In July of 2008, Karen Tripp put the finishing touches on her brand new Frosting Bakeshop in Mill Valley, California. It was the perfect location to launch a cupcake business and a new chapter in her life: an upscale neighborhood across San Francisco’s Golden Gate bridge, a destination spot for tourists, plenty of local celebrities, and Food Network’s Tyler Florence’s new store down the street. Tripp, 50, divorced and raising two teenagers, had been an architect for 25 years, but she was burned-out and ready to try her hand at something new. She loved baking (her kid's classmates dubbed her The Cookie Lady), and her market research and cross-country sampling told her that cupcakes were hot. She she decided they’d be her specialty. The shop was a dream come true.It took six months of preparation and recipe-testing to get going. She used the $35,000 profit from selling her house for start-up costs, and designed and built the store’s detachable cabinetry herself. She decorated the store with two bold, pink and orange striped walls and two with splashy brown polka dots. On opening day, she buffed the wooden counter until it shone and arranged eleven glass cupcake stands to show off her flavors from Chocolate Obsession to Lemon Twist. Each cupcake looked like a bite-size work of art, topped with a tiny candy.
For the next few months, Tripp’s business flourished. There were splashy corporate parties like Pixar’s with over-the-top dessert budgets, and a big local real estate company ordered $1300 worth of cupcakes to give a dozen to each of its tenants. Tripp could hardly bake fast enough to fill those early orders.

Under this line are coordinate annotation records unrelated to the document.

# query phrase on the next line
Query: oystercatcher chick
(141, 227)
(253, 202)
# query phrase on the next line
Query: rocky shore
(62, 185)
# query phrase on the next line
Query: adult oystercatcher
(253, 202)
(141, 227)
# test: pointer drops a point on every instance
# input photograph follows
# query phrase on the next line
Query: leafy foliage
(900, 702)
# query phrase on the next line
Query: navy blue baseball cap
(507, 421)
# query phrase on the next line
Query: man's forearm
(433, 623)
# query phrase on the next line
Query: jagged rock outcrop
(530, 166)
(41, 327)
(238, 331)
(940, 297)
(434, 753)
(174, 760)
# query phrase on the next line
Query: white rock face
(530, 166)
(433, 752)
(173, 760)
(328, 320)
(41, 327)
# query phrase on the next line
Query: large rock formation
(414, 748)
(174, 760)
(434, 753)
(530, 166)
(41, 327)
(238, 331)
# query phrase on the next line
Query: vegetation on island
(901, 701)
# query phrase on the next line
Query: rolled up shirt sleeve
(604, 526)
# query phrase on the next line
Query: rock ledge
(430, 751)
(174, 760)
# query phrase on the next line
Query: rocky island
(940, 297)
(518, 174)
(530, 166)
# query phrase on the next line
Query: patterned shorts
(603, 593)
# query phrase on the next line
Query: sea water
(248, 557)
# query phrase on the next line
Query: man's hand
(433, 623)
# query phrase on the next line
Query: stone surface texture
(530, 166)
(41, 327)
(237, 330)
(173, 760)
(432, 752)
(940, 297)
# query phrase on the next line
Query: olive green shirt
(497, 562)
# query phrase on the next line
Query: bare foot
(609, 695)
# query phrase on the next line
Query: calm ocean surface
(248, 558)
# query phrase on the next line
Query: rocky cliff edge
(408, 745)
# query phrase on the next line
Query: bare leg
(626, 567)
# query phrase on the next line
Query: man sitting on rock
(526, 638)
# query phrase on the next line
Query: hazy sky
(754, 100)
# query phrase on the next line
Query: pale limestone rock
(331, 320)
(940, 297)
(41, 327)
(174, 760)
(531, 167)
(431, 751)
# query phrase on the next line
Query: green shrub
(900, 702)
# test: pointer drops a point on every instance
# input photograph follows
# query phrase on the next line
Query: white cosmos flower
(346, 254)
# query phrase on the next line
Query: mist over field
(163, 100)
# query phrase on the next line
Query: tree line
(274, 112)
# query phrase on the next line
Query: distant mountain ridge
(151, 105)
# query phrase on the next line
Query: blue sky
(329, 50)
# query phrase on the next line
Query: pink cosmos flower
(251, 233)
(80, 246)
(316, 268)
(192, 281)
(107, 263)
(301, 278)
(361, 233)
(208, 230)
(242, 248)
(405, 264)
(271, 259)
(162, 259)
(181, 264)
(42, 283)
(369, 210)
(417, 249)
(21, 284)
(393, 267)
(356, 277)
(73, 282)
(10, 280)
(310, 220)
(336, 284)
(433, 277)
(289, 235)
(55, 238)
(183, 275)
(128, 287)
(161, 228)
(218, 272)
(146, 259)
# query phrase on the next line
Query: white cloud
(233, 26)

Then everything changed. By December, the economy was in the worst recession since the Depression, and her corporate business “fell off the face of the mountain.” In a nearby town, 16 stores had to close, and a new competing bakery down the street from hers shuttered. Mill Valley retailers, including Tripp, wondered which of them would be next. Shaken, she wondered if her bakeshop—and her dream—would survive. She started to panic. “I had everything in this business,” she says. “I had cashed out my house, and I had no husband for back-up. It was very scary.” She sat down with her kids, Will, then 17 and Juliana, 15, and talked turkey. First, she told them they were going to move to a cheaper place so she wouldn’t be stuck with a big monthly mortgage. Then, she warned them, “Things are going to get rough for awhile.” There’d be stressful days, sleepless nights, and she’d be on a short fuse. “You’ll have to pitch in,” she said.